A shop of new beginnings
When Rob Daniels relocated to Florida from Oregon, he was hoping the move would help him recover from stressful family and medical issues. He started over with a smaller house than the one in Oregon and took the opportunity to build his dream shop from scratch. He hoped that spending time in the shop would bring much-needed emotional healing and stress-relief.
The 24×36' steel building he erected for his shop features a raised 3⁄4" plywood floor. It's comfortable to walk and stand on, Rob says, and provides a pathway for the 4" dust collection ductwork that runs beneath it.
Rob insulated the shop walls and lined them wih a 4'-tall wainscoting of 5⁄8" T1-11 siding panels, with oriented-strand board (OSB) above for wall-hung storage. To hide the seam where the two intersect, he installed a wide, decorative French cleat.
Because his house has 200-amp electrical service with plenty of capacity, Rob ran a line out to the shop and installed a 100-amp subpanel. While he was at it, he added cabling so he could reliably connect to the internet from his shop.
To keep the shop cool in the Florida weather, Rob installed a 15,000-BTU window air conditioner in one end and uses ceiling fans to help circulate the air. An 8' roll-up door at the opposite end of the shop makes it easy to get materials in and finished projects out.
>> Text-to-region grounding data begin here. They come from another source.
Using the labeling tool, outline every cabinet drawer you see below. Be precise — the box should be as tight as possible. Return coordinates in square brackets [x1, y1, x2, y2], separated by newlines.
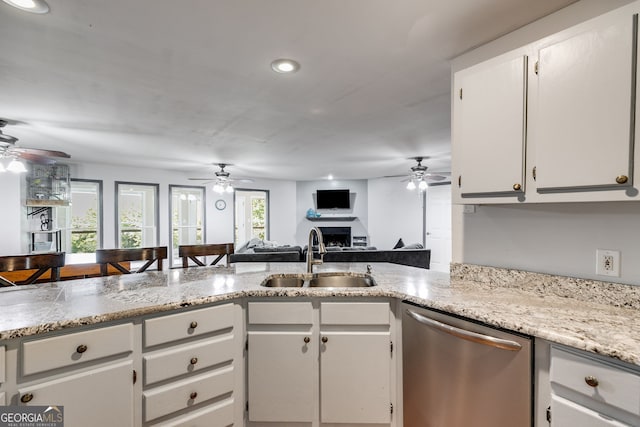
[144, 366, 234, 421]
[144, 334, 235, 385]
[551, 395, 628, 427]
[22, 323, 134, 376]
[321, 302, 389, 325]
[551, 347, 640, 416]
[153, 398, 234, 427]
[144, 303, 234, 347]
[18, 359, 135, 427]
[248, 302, 313, 325]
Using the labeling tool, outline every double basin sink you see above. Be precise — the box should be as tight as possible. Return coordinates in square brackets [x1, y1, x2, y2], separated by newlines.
[261, 272, 376, 288]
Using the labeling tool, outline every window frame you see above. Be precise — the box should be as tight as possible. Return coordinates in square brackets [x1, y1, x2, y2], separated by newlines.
[233, 188, 270, 246]
[68, 178, 104, 253]
[168, 184, 206, 267]
[115, 181, 160, 249]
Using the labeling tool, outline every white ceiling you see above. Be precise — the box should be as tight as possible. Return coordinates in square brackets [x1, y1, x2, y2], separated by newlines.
[0, 0, 577, 181]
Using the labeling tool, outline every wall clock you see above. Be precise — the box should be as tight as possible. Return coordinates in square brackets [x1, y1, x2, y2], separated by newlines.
[215, 199, 227, 210]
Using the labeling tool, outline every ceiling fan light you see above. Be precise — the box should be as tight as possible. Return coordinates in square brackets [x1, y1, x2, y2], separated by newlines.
[225, 184, 234, 193]
[418, 180, 428, 191]
[7, 158, 27, 173]
[213, 183, 224, 193]
[406, 181, 416, 190]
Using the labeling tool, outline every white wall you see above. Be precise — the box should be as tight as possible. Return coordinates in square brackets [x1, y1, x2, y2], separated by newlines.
[462, 203, 640, 286]
[368, 178, 424, 249]
[295, 180, 368, 246]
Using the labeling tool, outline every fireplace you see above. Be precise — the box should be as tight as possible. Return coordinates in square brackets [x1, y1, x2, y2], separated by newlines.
[319, 227, 351, 247]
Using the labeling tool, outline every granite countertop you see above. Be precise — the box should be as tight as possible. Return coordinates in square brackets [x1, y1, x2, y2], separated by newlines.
[0, 262, 638, 367]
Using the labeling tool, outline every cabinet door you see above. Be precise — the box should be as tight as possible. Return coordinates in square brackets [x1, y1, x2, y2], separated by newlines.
[453, 54, 527, 199]
[320, 332, 391, 424]
[18, 360, 134, 427]
[551, 395, 629, 427]
[534, 13, 637, 192]
[247, 331, 315, 422]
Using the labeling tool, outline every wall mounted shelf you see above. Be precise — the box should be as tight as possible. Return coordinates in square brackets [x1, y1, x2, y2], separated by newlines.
[306, 217, 357, 222]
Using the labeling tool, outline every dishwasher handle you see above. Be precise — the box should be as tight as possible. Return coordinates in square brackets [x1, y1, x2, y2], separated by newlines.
[406, 309, 522, 351]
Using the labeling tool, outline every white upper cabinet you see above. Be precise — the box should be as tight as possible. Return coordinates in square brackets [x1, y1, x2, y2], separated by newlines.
[533, 12, 638, 192]
[452, 3, 640, 204]
[453, 52, 528, 201]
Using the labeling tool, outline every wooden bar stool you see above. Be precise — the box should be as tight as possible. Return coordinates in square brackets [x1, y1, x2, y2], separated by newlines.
[0, 252, 65, 286]
[96, 247, 168, 276]
[178, 243, 234, 268]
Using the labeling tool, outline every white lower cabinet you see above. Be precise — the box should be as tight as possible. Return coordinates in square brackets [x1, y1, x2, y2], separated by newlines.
[19, 360, 135, 427]
[319, 332, 391, 424]
[142, 302, 241, 426]
[550, 345, 640, 426]
[248, 331, 315, 422]
[247, 299, 395, 426]
[15, 322, 135, 427]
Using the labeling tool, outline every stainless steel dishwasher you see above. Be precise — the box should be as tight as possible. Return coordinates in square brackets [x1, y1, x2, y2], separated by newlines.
[402, 302, 532, 427]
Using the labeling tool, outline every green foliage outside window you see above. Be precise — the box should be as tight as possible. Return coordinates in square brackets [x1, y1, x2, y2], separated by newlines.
[251, 197, 266, 239]
[120, 208, 142, 248]
[71, 207, 98, 253]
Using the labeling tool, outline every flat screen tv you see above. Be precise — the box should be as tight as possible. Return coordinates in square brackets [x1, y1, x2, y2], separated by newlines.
[316, 189, 350, 209]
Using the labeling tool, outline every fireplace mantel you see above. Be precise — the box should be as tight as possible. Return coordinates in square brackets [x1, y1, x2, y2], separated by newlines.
[306, 216, 356, 222]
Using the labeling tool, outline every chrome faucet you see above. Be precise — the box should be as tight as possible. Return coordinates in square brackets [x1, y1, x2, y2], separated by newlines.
[306, 227, 327, 273]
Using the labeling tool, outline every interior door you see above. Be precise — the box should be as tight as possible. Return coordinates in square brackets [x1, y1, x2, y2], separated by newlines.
[425, 185, 452, 272]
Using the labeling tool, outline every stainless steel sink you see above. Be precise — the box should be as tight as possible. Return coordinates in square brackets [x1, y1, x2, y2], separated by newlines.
[261, 275, 305, 287]
[308, 274, 375, 288]
[261, 273, 376, 288]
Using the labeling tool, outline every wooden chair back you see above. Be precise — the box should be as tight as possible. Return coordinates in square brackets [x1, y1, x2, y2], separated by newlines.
[178, 243, 234, 268]
[0, 252, 65, 286]
[95, 247, 168, 276]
On temperate days, Rob leaves the door open to provide fresh air and lots of natural light. Windows and LED ceiling fixtures provide additional lighting.
Tucked into one corner behind a 3' stub wall, Rob built a desktop and a workbench that serves as a home for his computer and CNC router. He installed a webcam so he could keep an eye on the CNC machine without having to be in the shop. In contrast to this high-tech tool, Rob proudly displays his hand-tool collection in a custom cabinet on the adjacent wall.
Rob takes great pride in the workbench he built during the coronavirus lockdown of 2020. As a retired graphic designer, he put a lot of thought into the design. The solid base features split turnings applied to 4×4 western cedar legs. The 3×4 yellow pine frame trimmed in eastern cedar and oak contributes to the bench's rock-solid stability. The sunburst applique on one end started out as an old scrollsaw pattern he enlarged and cut with his CNC router.
For certain, Rob doesn't need an excuse to spend a lot of hours in his insulated, air-conditioned, well-equipped, and roomy shop. He gets to spend that time designing and creating, forgetting about the world outside his shop doors.